Fátima treina quatro horas por dia, em média, sendo que durante duas se dedica ao judô e nas outras duas ao preparo físico. "Eu faço um preparo na musculação ou no funcional. Antes, eu treino meu judô. Essa é minha rotina. Também dou aulas de manhã. Além disso, cuido e adoro cuidar da terceira idade. Nós todos vamos envelhecer, precisamos cuidar dos outros com amor e carinho."
A judoca garante que sua forma física está ótima e segue em busca de apoio para as competições deste ano. "Em junho já tem brasileiro, depois sulamericano e panamericano, mais para o fim do ano tem o mundial em Marrocos", planeja. "Preciso começar logo minhas rifas deste ano, pois os meses passam rápido."
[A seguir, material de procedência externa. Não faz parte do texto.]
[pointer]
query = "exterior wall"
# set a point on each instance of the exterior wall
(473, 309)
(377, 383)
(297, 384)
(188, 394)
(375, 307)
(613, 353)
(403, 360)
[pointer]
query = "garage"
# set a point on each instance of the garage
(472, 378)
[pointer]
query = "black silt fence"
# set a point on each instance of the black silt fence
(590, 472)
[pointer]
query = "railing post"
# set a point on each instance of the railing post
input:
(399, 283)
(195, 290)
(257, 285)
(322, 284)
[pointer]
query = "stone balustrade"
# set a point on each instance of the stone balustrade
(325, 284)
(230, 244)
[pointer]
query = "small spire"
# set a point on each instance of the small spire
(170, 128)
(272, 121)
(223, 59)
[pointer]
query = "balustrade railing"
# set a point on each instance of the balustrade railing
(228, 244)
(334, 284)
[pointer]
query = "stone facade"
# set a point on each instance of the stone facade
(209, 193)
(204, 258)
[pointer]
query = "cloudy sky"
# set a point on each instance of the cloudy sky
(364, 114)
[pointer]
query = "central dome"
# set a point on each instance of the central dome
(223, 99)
Fátima parou de estudar cedo, pois tinha que trabalhar ajudando os pais, mas voltou em 2015 se formou em educação física. Agora, ela planeja fazer uma pós-graduação — que tenha a terceira idade como foco –, diz que vai escrever uma autobiografia e que sonha em ter um projeto social para crianças carentes.
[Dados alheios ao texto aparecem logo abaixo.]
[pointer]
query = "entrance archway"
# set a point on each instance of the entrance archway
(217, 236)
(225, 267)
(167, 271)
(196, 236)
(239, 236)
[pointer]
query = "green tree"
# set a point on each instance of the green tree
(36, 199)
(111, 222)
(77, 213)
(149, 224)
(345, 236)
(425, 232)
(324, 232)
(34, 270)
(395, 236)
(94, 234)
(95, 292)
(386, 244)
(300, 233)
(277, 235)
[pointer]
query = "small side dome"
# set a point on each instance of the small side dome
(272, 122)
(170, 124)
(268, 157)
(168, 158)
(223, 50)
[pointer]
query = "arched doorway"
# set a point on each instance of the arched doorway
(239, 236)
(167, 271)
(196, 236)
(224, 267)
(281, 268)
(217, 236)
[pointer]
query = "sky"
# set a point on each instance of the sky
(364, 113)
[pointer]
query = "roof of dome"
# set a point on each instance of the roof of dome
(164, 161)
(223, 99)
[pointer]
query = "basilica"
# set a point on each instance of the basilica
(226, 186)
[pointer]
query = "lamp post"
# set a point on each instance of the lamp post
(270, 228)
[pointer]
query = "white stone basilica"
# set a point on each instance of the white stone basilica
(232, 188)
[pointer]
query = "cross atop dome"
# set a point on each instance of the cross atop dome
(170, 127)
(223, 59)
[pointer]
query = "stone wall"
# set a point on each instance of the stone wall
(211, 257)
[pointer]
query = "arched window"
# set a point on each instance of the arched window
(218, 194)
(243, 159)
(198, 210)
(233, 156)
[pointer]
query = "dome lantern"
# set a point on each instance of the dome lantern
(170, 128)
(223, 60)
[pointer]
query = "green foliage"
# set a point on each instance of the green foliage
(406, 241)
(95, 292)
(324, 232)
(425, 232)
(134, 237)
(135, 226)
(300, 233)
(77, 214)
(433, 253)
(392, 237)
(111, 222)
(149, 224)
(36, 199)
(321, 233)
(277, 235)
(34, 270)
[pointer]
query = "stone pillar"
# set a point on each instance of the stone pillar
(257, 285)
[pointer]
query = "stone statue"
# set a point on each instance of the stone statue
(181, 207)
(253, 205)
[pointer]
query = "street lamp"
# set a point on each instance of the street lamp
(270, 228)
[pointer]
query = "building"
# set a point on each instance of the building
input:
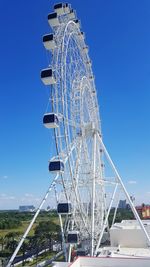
(29, 208)
(144, 211)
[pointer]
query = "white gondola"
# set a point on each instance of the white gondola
(73, 237)
(72, 14)
(61, 8)
(50, 120)
(56, 166)
(47, 77)
(49, 42)
(53, 19)
(64, 208)
(85, 49)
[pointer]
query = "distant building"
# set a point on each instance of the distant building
(29, 208)
(122, 204)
"Outro sonho da minha vida é ter um teto, ter meu cantinho. Ainda mais quando eu estiver bem mais velha. Com bens materiais não me importo, não levamos nada desta vida. Quando fecharmos os olhos, deixaremos tudo aqui. Mas uma casinha eu queria. Fiz minha inscrição no CDHU [Companhia de Desenvolvimento Habitacional e Urbano] em 2012, mas nunca saiu.", revela. E emenda, como se dissesse para si mesma: "Enquanto Deus me der forças, estou lutando".
Sempre otimista e um exemplo de resiliência, Fátima diz que, apesar de todas as dificuldades, o esporte transformou sua vida. "Tenho equilíbrio, respeito, disciplina e amigos. Eu aprendi muita coisa com o meu judô e venho aprendendo cada vez mais. Eu amo muito o que eu faço."